The liquefied petroleum gas (LPG) market in 2021 was defined by increased LPG export capacity in the US and propane de-hydrogenation capacity growth in China. The export infrastructure bottleneck that had limited flows from the US for most of the past ten years was alleviated and as a consequence, US exports hit a record high, while US inventories were drawn down to record lows. These factors, combined with the natural gas rally that resulted from increased LPG demand as a replacement fuel, drove LPG prices higher, especially in the US.

Trafigura continued growing its LPG business, with expanded flows from the Far East, Russia, the US and West Africa. Our analytical capabilities enabled us to predict market movements. We also invested in new projects promoting the increased use of LPG, including a number of dual-fuel LPG -ammonia powered ships.

Separately, we were instrumental in establishing LPG4SDG7, a coalition of companies, banks and development institutions to help bring cleaner cooking based on LPG to millions of households.

Looking ahead, we will continue growing our business to better serve our clients around the globe and we will continue to grow and diversify the business.

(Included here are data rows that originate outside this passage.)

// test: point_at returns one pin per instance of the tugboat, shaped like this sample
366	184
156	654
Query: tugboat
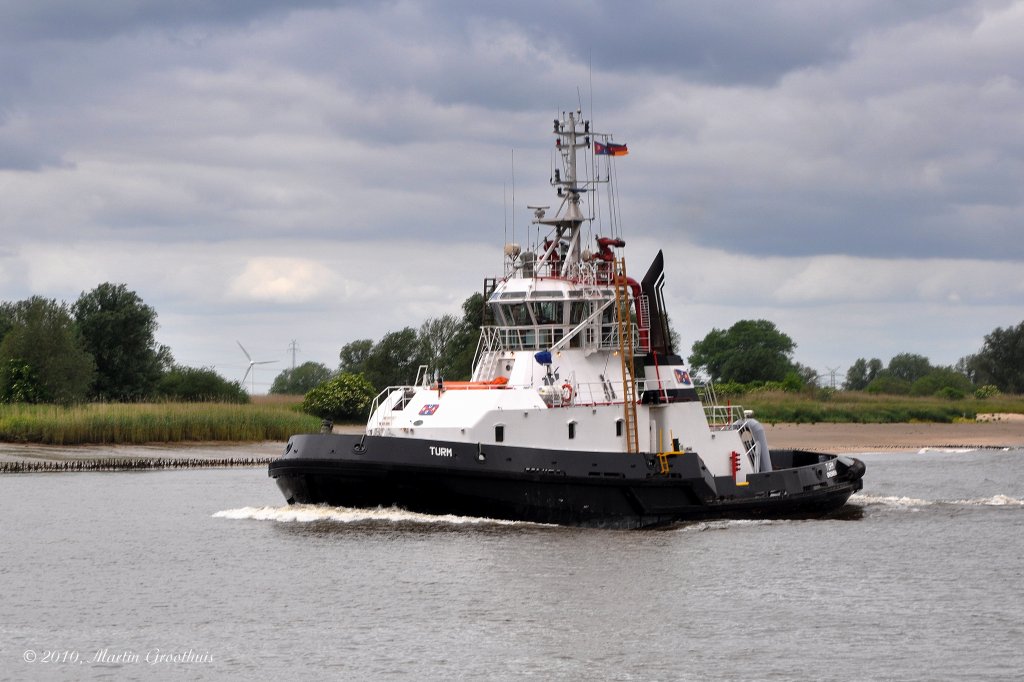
556	425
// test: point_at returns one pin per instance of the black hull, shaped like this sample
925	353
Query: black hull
372	472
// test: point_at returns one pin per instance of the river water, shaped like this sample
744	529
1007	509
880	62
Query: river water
205	574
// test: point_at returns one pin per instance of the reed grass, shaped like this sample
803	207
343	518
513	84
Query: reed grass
861	408
151	422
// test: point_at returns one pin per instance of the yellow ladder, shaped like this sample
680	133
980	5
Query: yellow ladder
625	321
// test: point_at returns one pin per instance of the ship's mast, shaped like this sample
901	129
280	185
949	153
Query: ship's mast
571	133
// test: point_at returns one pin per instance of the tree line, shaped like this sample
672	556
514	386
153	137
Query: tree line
102	347
755	353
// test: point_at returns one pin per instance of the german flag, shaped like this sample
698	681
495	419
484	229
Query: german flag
610	150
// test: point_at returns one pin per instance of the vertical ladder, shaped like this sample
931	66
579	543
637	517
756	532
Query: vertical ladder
625	321
487	317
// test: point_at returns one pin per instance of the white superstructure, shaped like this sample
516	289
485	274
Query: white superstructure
564	325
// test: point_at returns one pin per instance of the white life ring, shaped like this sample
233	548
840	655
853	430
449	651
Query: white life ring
566	392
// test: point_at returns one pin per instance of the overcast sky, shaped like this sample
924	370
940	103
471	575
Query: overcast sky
326	171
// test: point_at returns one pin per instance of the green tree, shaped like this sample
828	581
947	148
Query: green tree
941	380
887	383
1000	360
119	330
353	355
18	383
300	380
458	364
42	337
436	338
908	367
861	373
394	359
345	397
189	384
750	350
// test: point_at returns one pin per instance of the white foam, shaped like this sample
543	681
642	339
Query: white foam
311	513
892	501
994	501
723	524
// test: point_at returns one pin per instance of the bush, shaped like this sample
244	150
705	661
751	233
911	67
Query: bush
939	379
189	384
987	391
346	397
889	384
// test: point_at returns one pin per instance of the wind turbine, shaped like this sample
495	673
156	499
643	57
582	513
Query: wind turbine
252	363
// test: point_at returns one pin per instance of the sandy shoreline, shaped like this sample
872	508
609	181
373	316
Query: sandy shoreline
821	437
886	437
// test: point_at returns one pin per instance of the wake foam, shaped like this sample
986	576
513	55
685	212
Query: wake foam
903	502
313	513
725	524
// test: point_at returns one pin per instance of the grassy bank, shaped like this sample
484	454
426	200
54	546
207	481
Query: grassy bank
143	423
859	408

Liquefied natural gas and natural gas

The global liquefied natural gas (LNG) market was buffeted by extreme weather in 2021. The Far East experienced a severe winter shortage of LNG in January, Texas suffered from its big freeze in February and Europe suffered gas shortages in the latter part of the year. LNG supply would have been tight in any case as plants were subject to maintenance that had been delayed by COVID-19 and a number of facilities experienced greater than usual reliability issues. In Texas, gas prices hit USD400 per MMBTU in February, while in October, Europe and the Far East out-competed each other to attract US LNG, pushing the price up above USD35 per MMBTU as low inventories in Asia and Europe caused market concern.

Trafigura’s integrated LNG and natural gas team performed well, weathering the multitude of storms the gas market experienced during the year. Our business grew in all regions, especially strongly in Asia. We complemented our existing natural gas trading operations in Europe, Mexico and the US by acquiring licences to trade gas in other liberalising domestic markets.

In these extremely volatile times, simplicity of supply chains remains our guiding principle. This ensures robustness to withstand extreme weather shocks and operational excellence to provide safe and secure LNG supplies to our customers, and allows us to minimise carbon emissions from our modern LNG fleet.

Our goal over the next 12 months is to work with our customers to create solutions that protect them as much as possible against such price fluctuations in the future. Recent events have illustrated that natural gas is vitally needed to fuel baseload power supply alongside renewable power and, in some applications, as a transition fuel on the pathway to net zero.